No, just kidding. It will probably stick. KFC never went back to their full name.

Dunkin has been phasing out donuts for years.

Used to be, they would make the donuts in each store (“Time to make the donuts.”). They phased that out (and thus run out late in the day, when you might want them for dessert) and started cutting back on varieties and replacing them with other things.

If they lost the apostrophe, they could just as well change it to Duncan. (But then they would be victims of a [very] hostile takeover by Macbeth. Maybe not the best idea. Then again, the commercial with three witches making coffee and no donuts could be big.)

John Goodman has been calling the place Dunkin’ on the commercials for, what, a couple years now? If only I had put it together I would have known this was coming!!

If you move the first letter around to the end, you get UNKIND

(Well, actually UNKIN’D)

Getting away from what made you successful has always worked so well for businesses.

Maybe they could take a cue from an annoying insurance company blanketing the airwaves with ads, and do “Dunkin’” spots with the chorus “Dunkin’ Dunkin’ Dunkin’…Dunkin!”.

I would have sworn that they had made this name change within the past year or two, or at least announced that they were going to make the change. I guess the article does say that they “toyed with the idea” for quite some time now, but I really had thought they made an announcement about this earlier (not just inferred from the commercials.)

I hate the apostrophe too, but “Dunking” would be even more irritatin’.
mmm

Dunking Doughnuts.

That’s been going on a long time- I’ve lived in my neighborhood for 30 years and for as long as I can remember, the donuts have been made in one location and delivered to other the locations owned by the same person.

It makes sense to me. They put no effort into their doughnuts, which are barely better than grocery store doughnuts. Krispy Kreme is far better, and even better than that are the other places that make fresh doughnuts all day—like Duck Donuts, Sugar Shack, Astro Doughnuts, etc.

Seems like a move to be considered one of the big coffee chains, competing with the likes of Starbucks. Having ‘Doughnuts’ in their name renders them forever just an unhealthy doughnut shop, but now they’re in the same lucrative class as Starbucks, Peete’ s, etc., without having to do anything except remove a word. They are already marketing their coffee at the grocery store, just like the others.

Shipley Do-Nuts are much better. They are a regional chain.

Dunkin’ implies the use of a doughnut. Although I never liked ruining my coffee that way.

I guess many people just say Dunkin already. It’s too much trouble to say both words.

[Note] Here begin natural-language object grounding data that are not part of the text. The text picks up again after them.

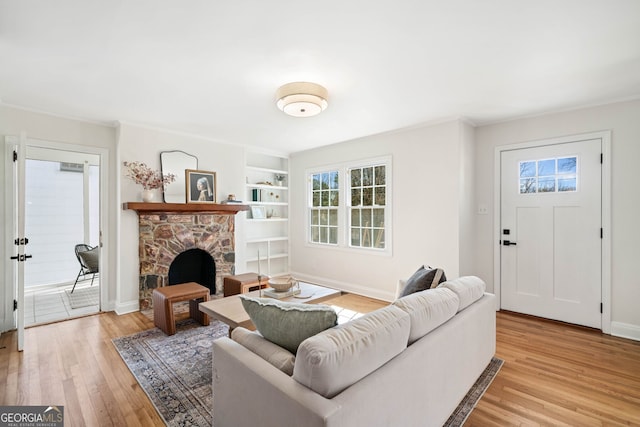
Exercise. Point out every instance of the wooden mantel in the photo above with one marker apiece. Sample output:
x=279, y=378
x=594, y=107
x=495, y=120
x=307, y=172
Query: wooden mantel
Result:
x=185, y=208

My love for doughnuts faded many years ago. I buy them a couple times a year. Maybe eat two.
I do like Shipleys croissant breakfast sandwich and buy them every couple weeks.

:eek:

Now that’s just crazy talk.

Tim Hortons’, while similar, is much better.
(For those of you who do not live on the northern tier, Timmys’ is a Canadian chain similar to (although in my humble opinion much better than) Dunkin’ Donuts. However, it occupies a place in Canadian culture more like Micky D’s here in the States.)

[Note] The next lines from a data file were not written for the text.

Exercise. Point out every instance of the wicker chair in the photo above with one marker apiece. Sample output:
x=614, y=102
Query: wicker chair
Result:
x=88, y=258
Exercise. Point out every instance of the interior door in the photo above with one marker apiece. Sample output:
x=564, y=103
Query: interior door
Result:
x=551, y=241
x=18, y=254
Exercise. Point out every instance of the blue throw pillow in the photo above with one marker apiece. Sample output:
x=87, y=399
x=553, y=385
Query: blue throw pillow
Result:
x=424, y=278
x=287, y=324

They should just change the name to what we all call them anyway: Double D’s.

From a branding perspective, this is perfectly fine with me. No one really called them Dunkin’ Doughnuts anyway and it’s been said already how it’s easier to put on the internet. This will go over just fine and in 5 years we will barely remember their full name.

Chalk up another thing I learned on the dope today. So obvious, yet I’d never heard it before.

They used to be a great doughnut shop that also sold coffee. For decades now, they’ve been a good coffee shop that also sells subpar doughnuts at inflated prices. I’m not sure when it changed but I think sometime in the 1990s. As of the late 1980s they still had a huge selection of big, tasty, incredibly fresh doughnuts to choose from. By about 2000, they had a paltry selection of small, insipid, often stale doughnuts. I still buy their coffee sometimes but I haven’t bought doughnuts there for years. You can get bigger, tastier, fresher doughnuts for less money at almost any supermarket that has an in-store bakery.